L’impegno del Garante della Privacy per garantire la protezione dei dati degli utenti italiani che utilizzano ChatGpt, è ancora in corso.
A fine marzo scorso, il Garante Privacy italiano aveva identificato seri rischi per la privacy degli utenti di Open AI, portando alla temporanea limitazione del trattamento dei dati degli utenti italiani e al blocco di ChatGpt nel paese.
In risposta, Open AI aveva temporaneamente oscurato la piattaforma. Il blocco era durato un mese, con il ripristino di ChatGpt alla fine di aprile, dopo che OpenAI aveva apportato alcune delle modifiche richieste dal Garante su alcuni degli aspetti critici.
Da quel momento, il Garante ha richiesto a OpenAI di conformarsi a una serie di regole per adeguarsi al contesto legislativo europeo, contestualmente, ha però avviato un’istruttoria per verificare se la società di Sam Altman avesse compiuto altri illeciti rispetto a quanto stabilito dal GDPR.
Il 29 gennaio, il Garante ha comunicato i risultati dell’istruttoria in corso, notificando ufficialmente a Open AI le contestazioni per la violazione della normativa sulla protezione dei dati personali.
Ora, la società americana ha 30 giorni per rispondere e presentare le proprie difese.
Il Garante ha anche comunicato che nella definizione del procedimento terrà conto dei lavori in corso nell’ambito della speciale task force, istituita lo scorso anno dal Board che riunisce le Autorità di protezione dati dell’Ue (Edpb).
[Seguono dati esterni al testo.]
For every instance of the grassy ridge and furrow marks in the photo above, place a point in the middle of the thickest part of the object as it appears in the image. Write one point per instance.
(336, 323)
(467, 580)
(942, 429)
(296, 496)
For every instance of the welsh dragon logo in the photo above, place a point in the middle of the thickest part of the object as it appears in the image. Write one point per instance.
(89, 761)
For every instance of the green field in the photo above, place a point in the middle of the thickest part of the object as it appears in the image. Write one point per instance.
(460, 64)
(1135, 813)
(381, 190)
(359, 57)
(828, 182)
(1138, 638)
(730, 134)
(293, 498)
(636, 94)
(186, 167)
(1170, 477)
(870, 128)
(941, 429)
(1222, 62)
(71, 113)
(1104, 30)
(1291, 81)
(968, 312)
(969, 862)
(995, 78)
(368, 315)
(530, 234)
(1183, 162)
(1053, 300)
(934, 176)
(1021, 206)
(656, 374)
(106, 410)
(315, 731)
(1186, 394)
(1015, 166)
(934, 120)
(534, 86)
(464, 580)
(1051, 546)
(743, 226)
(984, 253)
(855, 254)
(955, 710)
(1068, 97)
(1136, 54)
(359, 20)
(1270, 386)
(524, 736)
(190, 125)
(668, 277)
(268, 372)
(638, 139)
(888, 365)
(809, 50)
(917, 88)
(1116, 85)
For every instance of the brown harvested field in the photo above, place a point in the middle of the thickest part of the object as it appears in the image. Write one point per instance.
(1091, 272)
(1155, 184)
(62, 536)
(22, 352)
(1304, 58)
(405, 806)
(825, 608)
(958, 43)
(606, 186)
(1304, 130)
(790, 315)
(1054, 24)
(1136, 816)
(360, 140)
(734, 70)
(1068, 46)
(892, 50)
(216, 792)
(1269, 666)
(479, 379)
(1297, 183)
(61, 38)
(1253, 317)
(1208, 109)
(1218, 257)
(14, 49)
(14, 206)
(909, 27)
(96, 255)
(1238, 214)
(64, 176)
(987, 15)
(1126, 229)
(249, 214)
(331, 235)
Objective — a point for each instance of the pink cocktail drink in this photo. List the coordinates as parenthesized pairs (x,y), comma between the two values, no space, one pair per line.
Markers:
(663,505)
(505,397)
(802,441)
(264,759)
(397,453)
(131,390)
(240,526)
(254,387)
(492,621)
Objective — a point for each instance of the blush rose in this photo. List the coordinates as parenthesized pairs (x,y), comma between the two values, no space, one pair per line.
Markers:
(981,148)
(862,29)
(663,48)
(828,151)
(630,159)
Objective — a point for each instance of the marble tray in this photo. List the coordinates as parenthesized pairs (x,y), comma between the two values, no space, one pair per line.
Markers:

Il procedimento potrebbe portare a sanzioni significative per Open AI, con una possibile penalità tra il 2% e il 4% del fatturato della società, traducibile in decine di milioni di dollari.
Le contestazioni riguardano questioni del 2023, come la base giuridica del trattamento dei dati personali, le “allucinazioni” del chatbot che generano risposte inesatte e possono portare a una gestione impropria delle informazioni, la trasparenza e la tutela dei minori.
Il Garante ha inviato la contestazione ad OpenAI. Presso la sua sede europea, in Irlanda.
Questo processo sottolinea l’importanza di una regolamentazione chiara sull’uso degli algoritmi di intelligenza artificiale al fine di mitigare i rischi legati a bias e pregiudizi; infatti, nonostante i numerosi provvedimenti legislativi sembra che la strada da percorrere sia ancora lunga.